Other than that, the directors should do their responsibility in order to achieve the
mission and vision of the company. Moreover, directors who the only person will make the
operations of the company works efficiently and the financial of the company will in the proper
accounting. In this case we can see that the directors have not keep the proper accounting
records such as there in no proper documentation, several unrecorded cash withdrawals and
cash and bank balance were not reconciled. If this happen, it will give bad reputation of the
company. In order to make the company is more effective and efficient, the directors should do
keeping proper accounting records and registration of others and maintaining registered office.
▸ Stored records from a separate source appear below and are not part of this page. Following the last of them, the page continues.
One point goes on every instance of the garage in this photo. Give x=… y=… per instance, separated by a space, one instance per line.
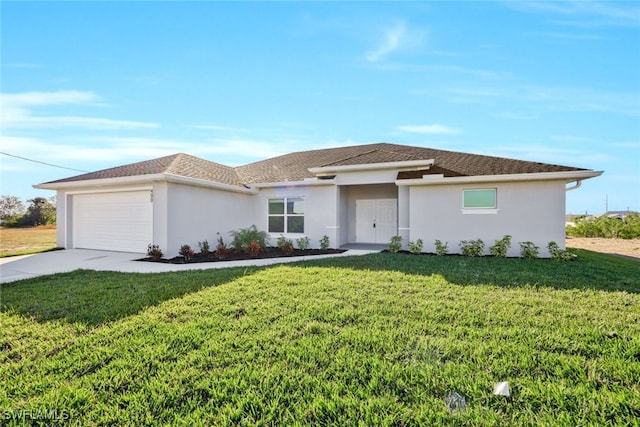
x=120 y=221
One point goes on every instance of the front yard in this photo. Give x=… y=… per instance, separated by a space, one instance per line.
x=382 y=339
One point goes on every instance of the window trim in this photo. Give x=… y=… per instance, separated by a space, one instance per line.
x=285 y=215
x=480 y=209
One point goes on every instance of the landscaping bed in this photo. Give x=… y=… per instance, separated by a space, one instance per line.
x=241 y=255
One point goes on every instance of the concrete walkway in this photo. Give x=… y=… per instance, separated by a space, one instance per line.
x=27 y=266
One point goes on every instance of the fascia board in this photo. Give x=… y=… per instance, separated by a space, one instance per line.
x=400 y=166
x=129 y=180
x=294 y=183
x=567 y=176
x=124 y=180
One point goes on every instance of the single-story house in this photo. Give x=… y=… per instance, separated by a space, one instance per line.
x=356 y=194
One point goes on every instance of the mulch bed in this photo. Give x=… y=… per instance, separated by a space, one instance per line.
x=237 y=256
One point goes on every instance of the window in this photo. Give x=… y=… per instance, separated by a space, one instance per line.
x=482 y=198
x=286 y=214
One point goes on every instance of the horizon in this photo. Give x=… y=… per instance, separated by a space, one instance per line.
x=93 y=85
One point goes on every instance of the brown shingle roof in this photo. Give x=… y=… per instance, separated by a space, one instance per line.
x=177 y=164
x=295 y=166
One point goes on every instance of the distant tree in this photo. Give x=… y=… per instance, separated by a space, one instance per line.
x=40 y=211
x=10 y=207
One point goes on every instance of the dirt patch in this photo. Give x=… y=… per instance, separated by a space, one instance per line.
x=624 y=247
x=236 y=256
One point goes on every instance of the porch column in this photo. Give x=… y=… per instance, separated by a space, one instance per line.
x=403 y=215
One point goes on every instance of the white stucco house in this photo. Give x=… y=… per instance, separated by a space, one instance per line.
x=357 y=194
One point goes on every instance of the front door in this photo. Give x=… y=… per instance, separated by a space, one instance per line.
x=376 y=220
The next person responsible and accountable are officers which Encik Salam and Puan
Balqis. They should together with the directors in setting objectives and decision making of the
company. The main responsibility is the effective operation of the company and they also
responsible for the management and day-to-day operations of the corporation.
Moreover, person in charge of finance, Puan Hashimah (prior to Cik Amys appointment)
also be responsible. She need to ensure proper documentation of any information and data
related to transactions. She also need to maintain proper records on assets of the company and
always supervise in accounting process regularly.
So, what we can conclude here, not only Encik Zayed and Puan Hashimah as the
directors, but all the top management, employees, and the Company Secretary of the company
should be responsible and accountable as well. Although Encik Zayed and Puan Hashimah are
the directors of the company, the officers should also support and give opinion in every
decisions taken by directors. Employees below the officer level will have job titles and
descriptions designed to meet the corporate goals as set by the directors. Company Secretary
at all times should to assist the company towards proper objectives.

Could the audit be completed soon without any qualification?


The audit cannot be completed soon without any qualification, however theres some
ways that the director should do to help the auditor to prepare the audit in order to make the
audit can be completed soon without any qualification. The director should objectively answer
the question from the auditor. They must answer to make the process of audit quicker, they also
must provide all the documents sources, evidence and details for all transaction such as
invoices and bank statement. Moreover, the full set of accounts is important and if the accounts
are wrongly recorded, they must reconcile it and also the bank statement is to reconstruct the
accounts. The director must not depend on the auditors because it will make the process of
audit slow. In this case, Cik Amy as a new Finance Executive should assist the Puan Hashimah
to reconcile all the accounting records and reconstruct the bank and cash balances. Cik Amy
cannot hold the accounts as she is new in the accounting field and has no experience to
prepare the accounts in the short time. Even though the audit will complete soon but it will issue
qualified report due to the several unresolved issues.